How does a family prepare for a 14-day quarantine?

“You have to do what works for your family, a family of two to three people is going to be different than one of five to six members,” said Registered Dietician Kim Ambrose, a contractor with Memorial Health System. “And with so many people out of work right now… pick your battles.”

But remember, guidelines for disaster supplies are not based on pandemics.

“In a disaster, we’re looking at the potential to not have electric or gas, that’s why the push is for canned meat and soups because you could cook that over a fire,” Ambrose explained. “The gallon of water, per day, per person is if you would need to use a cup of that to boil pasta or if you have condensed soup.”

The Ohio Department of Public Safety recommends that families conserve one gallon of water, per person, per day for a 72-hour emergency stash.

It also recommends:

Ready-to-eat canned meats, soups, fruits and vegetables.

High energy foods including peanut butter and jelly, crackers, granola bars and trail mix.

Canned, bottled or boxed juices.

Comfort foods including cookies, hard candy, cereals, instant coffee and tea.

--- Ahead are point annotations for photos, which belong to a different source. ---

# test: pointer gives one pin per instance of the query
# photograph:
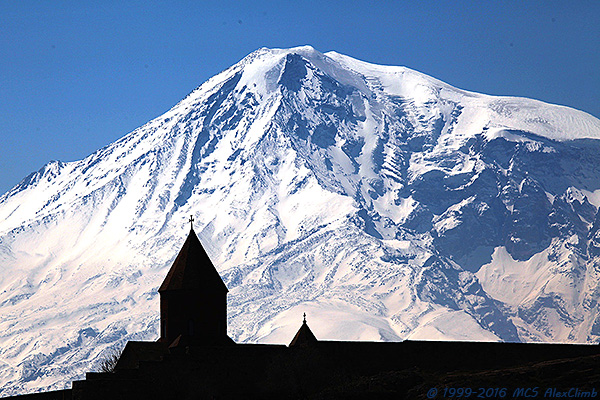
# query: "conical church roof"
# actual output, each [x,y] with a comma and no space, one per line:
[304,336]
[192,269]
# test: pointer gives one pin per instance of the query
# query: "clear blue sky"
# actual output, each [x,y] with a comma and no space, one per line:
[77,75]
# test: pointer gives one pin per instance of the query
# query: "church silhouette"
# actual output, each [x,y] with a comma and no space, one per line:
[195,359]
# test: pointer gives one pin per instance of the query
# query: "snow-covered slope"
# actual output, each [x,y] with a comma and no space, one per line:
[383,203]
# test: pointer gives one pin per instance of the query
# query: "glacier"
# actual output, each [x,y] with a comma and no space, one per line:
[384,203]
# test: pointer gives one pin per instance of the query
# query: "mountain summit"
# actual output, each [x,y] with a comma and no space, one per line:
[384,202]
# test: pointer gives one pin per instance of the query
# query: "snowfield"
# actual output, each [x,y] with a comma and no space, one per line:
[385,204]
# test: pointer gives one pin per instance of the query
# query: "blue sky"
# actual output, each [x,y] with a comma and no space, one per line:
[77,75]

Ohio First Lady Fran DeWine encouraged the use of dried beans and canned beans by championing a black bean soup recipe Wednesday during the governor’s daily press conference.

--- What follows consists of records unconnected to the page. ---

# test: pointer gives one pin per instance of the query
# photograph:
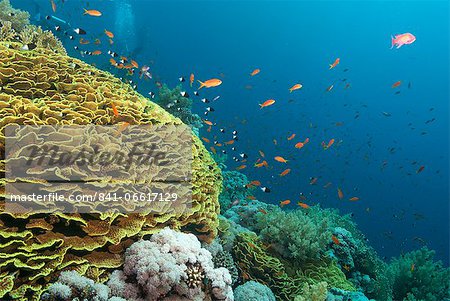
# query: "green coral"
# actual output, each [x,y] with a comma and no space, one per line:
[313,292]
[173,102]
[298,234]
[416,276]
[256,264]
[324,270]
[233,188]
[18,18]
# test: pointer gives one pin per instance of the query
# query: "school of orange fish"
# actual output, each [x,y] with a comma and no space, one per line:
[279,162]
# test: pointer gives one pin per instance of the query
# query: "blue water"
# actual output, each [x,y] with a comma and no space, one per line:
[292,42]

“It’s very delicious, I made it for Mike and (me) last night, it’s very tasty,” she said, noting the recipe would be shared via social media.

But state officials are encouraging instead of panic-buying that people simply purchase the same foods usually eaten in a two-week period by your family. Lt. Gov. Jon Husted has continued to note throughout the week during daily press conferences that the supply chain to support grocery stores is continuing to operate well.

“If the store is out of rice or that pasta you like, try some other grain options, this would be a great opportunity to try some things,” said Ambrose. “My husband had no idea he would like quinoa until about two months ago when I made it and mixed it with couscous.”

Ambrose said to be cognizant of sodium intake, a common preservative in TV dinners and frozen pre-made casseroles.

“If someone is not to leave their house, and all they have is the Stouffer’s lasagna, make it,” Ambrose said. “In a time like this you kind of have to embrace the chaos a little bit, as silly as it is, feeling that ‘this is changing my routine and I don’t like it is OK.”

But following nutritional guidelines to still get in fresh fruits and vegetables is doable, she encouraged.

“You want to be choosy because of how long they last, but try grabbing potatoes, spaghetti squash, butternut squash and apples, things that may have a longer shelf life,” she said. “Casseroles are going to be cheap to make, with pasta and marinara and ground meat. You can do those fairly thriftily and you can make them and always freeze them.”

Most of all, she noted, experiment and make meals a time to connect with other family and friends.

“If you can, FaceTime and cook with grandma,” she said.

And as for toilet paper?

According to Charmin and MIT, consumers use approximately 8.6 sheets of paper per toilet use. This is a total of 57 sheets per day and 20,805 sheets per year (42 rolls of two-ply or 21 rolls of one-ply).

If a family of five all used the same bathroom for two weeks, they’d used 3,990 sheets in a two-week stretch, requiring four rolls of one-ply or eight rolls of two-ply.

Janelle Patterson can be reached at jpatterson@mariettatimes.com

Ohio by the numbers:

Confirmed cases: 704.

Total tested: 14,764.

Hospitalizations: 182, 75 in intensive care units, 116 healthcare workers (16 percent.)

Deaths: 10, as of 11 a.m. Wednesday.

Age range: Under 1-year-old to 94 years old, median age 51, 70 percent over age 40.

Onset illness date range: Feb. 7 – March 25

Sex differentiation: 333 female, 371 male.